This is essentially an engineering question. Dangers, or risks as you'd typically call them in engineering, have two aspects: probability and outcome. Something can be a high risk because of a high probability, or because of a serious outcome.
In the case of anti-matter, any significant containment failure would result in a catastrophic loss, so it's an important risk regardless of probability. The main reason for this is that the amount of energy on even a small containment failure released is very high, which will likely lead to the loss of the whole containment system, and thus the instant release of all energy on-board. And this release will be in a barrage of high-energy radiation, some of which itself will be anti-matter (fast positrons).

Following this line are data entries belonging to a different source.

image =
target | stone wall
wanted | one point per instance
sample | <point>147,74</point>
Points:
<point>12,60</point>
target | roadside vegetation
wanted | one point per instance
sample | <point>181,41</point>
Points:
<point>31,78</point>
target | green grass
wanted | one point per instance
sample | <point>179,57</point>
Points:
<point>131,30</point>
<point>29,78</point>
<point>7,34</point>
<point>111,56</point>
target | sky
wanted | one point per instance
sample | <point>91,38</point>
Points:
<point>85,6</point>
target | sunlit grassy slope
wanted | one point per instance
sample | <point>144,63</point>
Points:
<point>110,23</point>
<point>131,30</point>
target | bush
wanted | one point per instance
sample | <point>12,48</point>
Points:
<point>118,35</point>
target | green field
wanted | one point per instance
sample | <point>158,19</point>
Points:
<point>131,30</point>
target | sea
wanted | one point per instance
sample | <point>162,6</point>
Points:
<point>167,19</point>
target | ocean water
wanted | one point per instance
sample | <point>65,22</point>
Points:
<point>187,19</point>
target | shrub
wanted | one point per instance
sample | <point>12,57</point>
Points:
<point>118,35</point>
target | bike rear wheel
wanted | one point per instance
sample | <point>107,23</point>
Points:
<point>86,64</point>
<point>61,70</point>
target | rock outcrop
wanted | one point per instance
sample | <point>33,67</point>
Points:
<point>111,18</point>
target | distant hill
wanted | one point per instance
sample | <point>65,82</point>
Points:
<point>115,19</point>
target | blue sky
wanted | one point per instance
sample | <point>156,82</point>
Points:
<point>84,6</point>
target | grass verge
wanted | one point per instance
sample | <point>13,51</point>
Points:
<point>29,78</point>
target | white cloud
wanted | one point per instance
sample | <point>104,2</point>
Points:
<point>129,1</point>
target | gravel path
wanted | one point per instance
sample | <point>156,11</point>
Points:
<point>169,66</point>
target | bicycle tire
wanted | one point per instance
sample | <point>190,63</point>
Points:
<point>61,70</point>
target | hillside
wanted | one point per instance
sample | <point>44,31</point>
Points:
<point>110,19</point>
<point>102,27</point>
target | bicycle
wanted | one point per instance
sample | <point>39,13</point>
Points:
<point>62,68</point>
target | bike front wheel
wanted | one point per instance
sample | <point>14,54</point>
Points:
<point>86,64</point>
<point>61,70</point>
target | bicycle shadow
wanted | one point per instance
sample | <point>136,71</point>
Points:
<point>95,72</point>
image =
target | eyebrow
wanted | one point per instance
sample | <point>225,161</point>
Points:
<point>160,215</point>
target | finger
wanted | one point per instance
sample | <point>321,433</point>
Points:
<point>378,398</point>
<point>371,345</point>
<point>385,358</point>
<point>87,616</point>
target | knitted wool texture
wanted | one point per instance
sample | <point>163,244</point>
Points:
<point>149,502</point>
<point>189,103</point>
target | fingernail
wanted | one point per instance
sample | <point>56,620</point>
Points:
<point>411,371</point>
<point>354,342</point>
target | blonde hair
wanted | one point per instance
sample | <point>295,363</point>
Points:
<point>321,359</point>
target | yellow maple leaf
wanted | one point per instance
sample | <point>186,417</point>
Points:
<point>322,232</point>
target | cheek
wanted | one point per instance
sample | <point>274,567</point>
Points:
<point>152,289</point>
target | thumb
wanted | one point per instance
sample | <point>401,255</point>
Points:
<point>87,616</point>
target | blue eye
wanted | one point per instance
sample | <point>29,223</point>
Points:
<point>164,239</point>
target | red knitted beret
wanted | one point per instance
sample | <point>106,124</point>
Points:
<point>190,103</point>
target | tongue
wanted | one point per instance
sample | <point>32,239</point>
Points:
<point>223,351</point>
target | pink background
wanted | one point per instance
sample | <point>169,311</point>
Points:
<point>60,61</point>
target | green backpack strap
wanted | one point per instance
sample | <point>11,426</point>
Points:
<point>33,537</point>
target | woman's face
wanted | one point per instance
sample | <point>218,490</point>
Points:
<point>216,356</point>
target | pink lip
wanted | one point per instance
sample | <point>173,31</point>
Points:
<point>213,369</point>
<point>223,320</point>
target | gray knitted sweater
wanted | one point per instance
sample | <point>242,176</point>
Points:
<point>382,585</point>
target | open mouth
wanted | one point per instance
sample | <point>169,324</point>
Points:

That said, you probably can't entire eliminate all leakage. There will be the occasional atom escaping the containment, and violently reacting. You'll need a secondary liner which should survive the duration of the trip; this is very much sacrificial. The main goal is to handle the secondary radiation; it should harm neither the confinement nor the ship itself, all the while being lightweight.
This would be true even if we somehow could manage to store the antimatter outside the actual spacecraft. This isn't easy, but we might be able to keep it confined just outside the ship, in the near vacuum of space. Still, that would be close to the ship, and probably close to half the anti-matter escaping confinement would still hit the hull. But that's OK, the hull was designed for that anyway.